The Hong Kong government has set a series of new rules for schools to teach the importance of national security right from basic education. Thus, from the age of six, students will have to learn about subjects such as the risks of subversion and collusion with foreign forces.
The new rules, released by the Education Ministry on Thursday night (4), say Beijing’s plans for Hong Kong go beyond dissenting silence and aim to further reform local society.
“National security is of great importance. Teachers should not treat this as a controversial issue,” stresses the new directive. Teachers should “make it clear that protecting national security is the responsibility of all citizens.”
Students in the first grades of elementary school will learn to sing and respect the Chinese anthem, and take basic classes on the four main crimes under the Security Law, which include terrorism and attempted secession. The themes will be explored in the last part of basic education.
Schools are encouraged to organize various play activities, such as puppet theater and board games, to address the problem.
Kindergarten children will need to learn the importance of Chinese traditions, such as festivals, music, and food, but will not take lessons in national security crimes.
Schools should also prevent students and teachers from engaging in activities considered political, such as singing certain songs or war cries and wearing clothing and accessories related to certain causes.
Teachers and principals will also have to inspect notice boards and remove books from their libraries which, in the official opinion, could endanger national security. They can call the police if they feel it is necessary.
The Chinese central government imposed a national security law on Hong Kong in June 2020, in response to a wave of months-long protests against the government and against China. The new law established the possibility of imprisonment for anyone who criticized the government. As a result, the groups which organized the protests dissolved and several activists were arrested.
A former British colony formed by China in 1997, Hong Kong offers more freedoms to its citizens than the rest of the country, but this condition has been gradually lifted by the Chinese government.
The new educational guidelines have been seen as a gamble by the Chinese government to try to shape the thinking of young people. During the 2019 and 2020 protests, there were many teenagers among the activists.
The application of the new standards raises many doubts. Education experts point out that the National Security Law is somewhat vague on what activities are considered threats, which will make it somewhat difficult for teachers to teach it.
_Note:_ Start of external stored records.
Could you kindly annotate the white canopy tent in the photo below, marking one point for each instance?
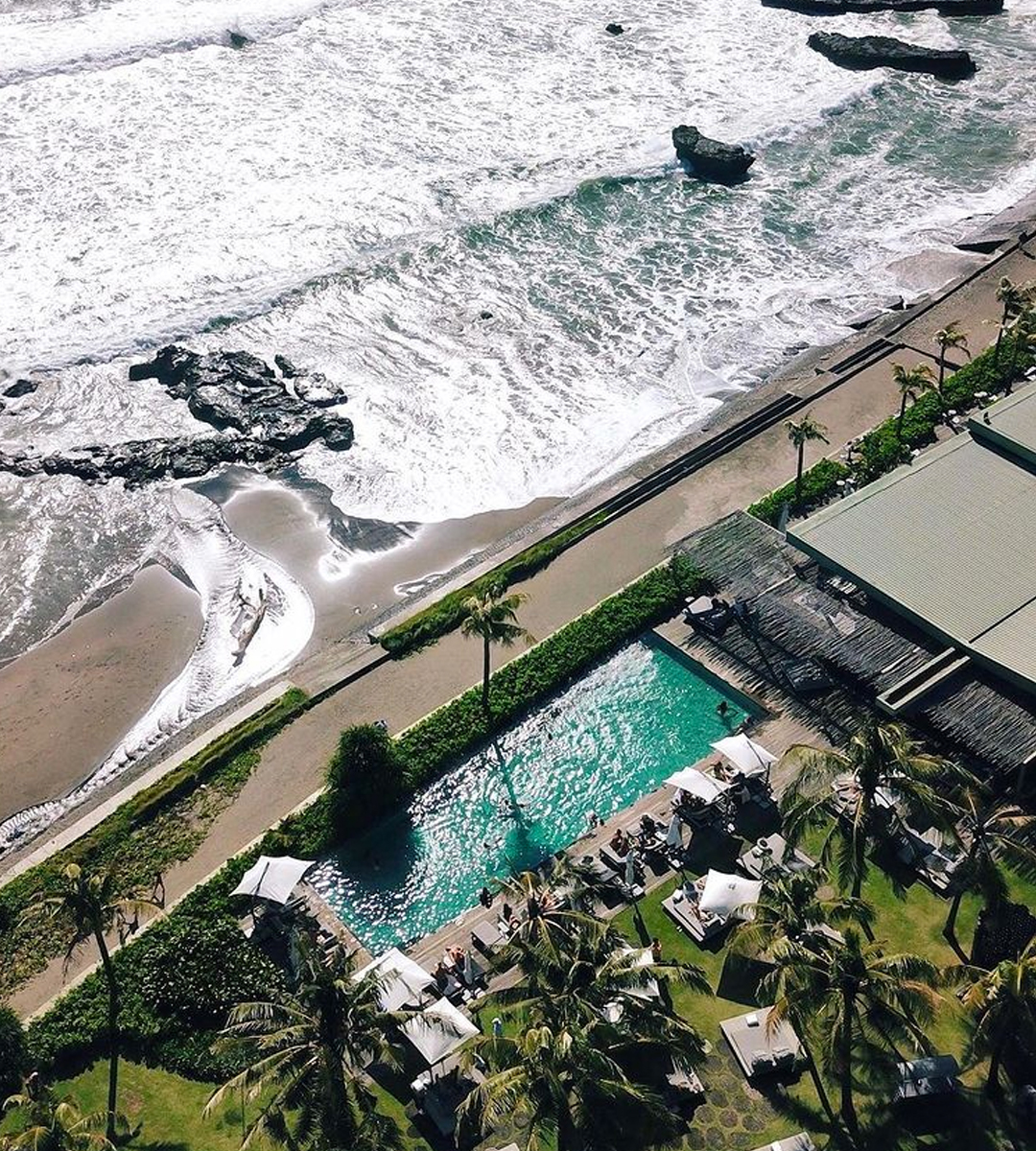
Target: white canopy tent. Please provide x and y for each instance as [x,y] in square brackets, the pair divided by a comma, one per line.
[402,979]
[696,783]
[273,878]
[745,754]
[438,1030]
[729,896]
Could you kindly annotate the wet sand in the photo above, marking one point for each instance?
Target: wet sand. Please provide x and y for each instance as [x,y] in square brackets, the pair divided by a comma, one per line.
[66,703]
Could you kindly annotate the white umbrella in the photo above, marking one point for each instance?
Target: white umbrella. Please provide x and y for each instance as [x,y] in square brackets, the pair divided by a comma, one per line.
[674,834]
[745,754]
[438,1030]
[725,896]
[696,783]
[273,878]
[402,979]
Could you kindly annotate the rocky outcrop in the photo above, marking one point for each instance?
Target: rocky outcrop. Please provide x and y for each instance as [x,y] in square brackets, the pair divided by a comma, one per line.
[21,388]
[264,415]
[725,164]
[864,52]
[141,461]
[839,7]
[240,391]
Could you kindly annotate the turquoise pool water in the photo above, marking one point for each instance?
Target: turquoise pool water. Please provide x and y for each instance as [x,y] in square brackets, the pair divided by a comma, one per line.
[600,745]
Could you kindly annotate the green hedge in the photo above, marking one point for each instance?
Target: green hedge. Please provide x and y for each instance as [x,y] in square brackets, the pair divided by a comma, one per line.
[159,1022]
[143,835]
[886,446]
[446,615]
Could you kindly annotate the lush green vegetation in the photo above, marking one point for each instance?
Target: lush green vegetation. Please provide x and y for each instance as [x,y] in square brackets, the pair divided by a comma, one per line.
[446,615]
[892,441]
[159,827]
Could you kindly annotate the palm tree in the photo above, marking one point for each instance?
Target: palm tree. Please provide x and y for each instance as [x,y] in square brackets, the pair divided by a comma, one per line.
[999,833]
[493,617]
[49,1123]
[306,1056]
[1002,1002]
[880,770]
[91,904]
[910,381]
[856,999]
[578,1068]
[800,433]
[1012,299]
[948,339]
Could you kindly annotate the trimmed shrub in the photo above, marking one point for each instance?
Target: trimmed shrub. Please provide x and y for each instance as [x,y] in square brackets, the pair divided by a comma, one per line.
[14,1053]
[364,778]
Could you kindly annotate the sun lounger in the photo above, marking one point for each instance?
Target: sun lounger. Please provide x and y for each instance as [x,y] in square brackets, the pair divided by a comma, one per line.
[487,937]
[761,1050]
[685,913]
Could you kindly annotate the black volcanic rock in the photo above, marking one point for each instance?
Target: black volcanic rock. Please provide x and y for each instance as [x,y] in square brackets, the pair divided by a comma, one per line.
[864,52]
[21,388]
[240,391]
[141,461]
[725,164]
[839,7]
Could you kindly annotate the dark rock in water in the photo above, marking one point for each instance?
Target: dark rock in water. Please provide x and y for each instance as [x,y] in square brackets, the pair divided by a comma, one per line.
[839,7]
[141,461]
[240,391]
[265,417]
[725,164]
[866,52]
[21,388]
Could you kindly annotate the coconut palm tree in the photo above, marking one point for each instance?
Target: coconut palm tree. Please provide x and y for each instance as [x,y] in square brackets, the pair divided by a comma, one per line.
[306,1056]
[1001,835]
[800,433]
[91,906]
[47,1123]
[857,1000]
[580,1069]
[949,339]
[1002,1005]
[493,617]
[910,383]
[1012,299]
[880,771]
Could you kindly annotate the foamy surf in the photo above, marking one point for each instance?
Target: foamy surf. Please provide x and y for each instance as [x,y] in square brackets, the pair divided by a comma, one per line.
[256,621]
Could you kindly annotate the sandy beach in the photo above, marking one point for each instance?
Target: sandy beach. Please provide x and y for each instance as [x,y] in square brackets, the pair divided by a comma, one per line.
[67,702]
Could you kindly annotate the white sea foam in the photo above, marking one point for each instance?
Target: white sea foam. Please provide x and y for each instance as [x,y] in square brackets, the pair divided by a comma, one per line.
[224,573]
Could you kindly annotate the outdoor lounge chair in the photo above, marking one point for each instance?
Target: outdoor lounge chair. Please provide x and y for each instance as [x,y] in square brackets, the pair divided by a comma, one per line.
[760,1048]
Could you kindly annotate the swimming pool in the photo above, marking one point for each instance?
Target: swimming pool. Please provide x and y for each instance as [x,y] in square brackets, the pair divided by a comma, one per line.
[599,746]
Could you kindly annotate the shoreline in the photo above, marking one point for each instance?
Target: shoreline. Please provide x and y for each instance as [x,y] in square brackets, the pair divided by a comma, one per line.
[279,521]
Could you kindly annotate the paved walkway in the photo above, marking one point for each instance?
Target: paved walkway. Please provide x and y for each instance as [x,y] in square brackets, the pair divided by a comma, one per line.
[402,692]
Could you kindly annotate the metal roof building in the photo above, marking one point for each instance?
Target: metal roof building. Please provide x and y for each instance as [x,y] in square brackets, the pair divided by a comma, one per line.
[950,541]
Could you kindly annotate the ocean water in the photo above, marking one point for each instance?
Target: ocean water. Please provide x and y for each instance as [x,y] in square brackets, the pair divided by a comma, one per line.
[465,211]
[600,745]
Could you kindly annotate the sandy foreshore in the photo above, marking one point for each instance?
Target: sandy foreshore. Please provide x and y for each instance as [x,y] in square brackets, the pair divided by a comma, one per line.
[64,705]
Ip Kin-yuen, head of the teachers’ union, said the guidelines will create uncertainty and anxiety among teachers, and restrictive education will not boost student development or critical thinking.
For Wong, mother of schoolchildren, the new law creates a climate of fear. “I’m nervous. They shouldn’t be taking this to classrooms,” Reuters reported.
Some parents were not opposed. “It’s a good start, no matter who you are, you have to love your country,” said Feng, the mother of six.
The Education Department said private and international schools may have different curricula, but will be responsible “for helping students gain a proper understanding of national security.”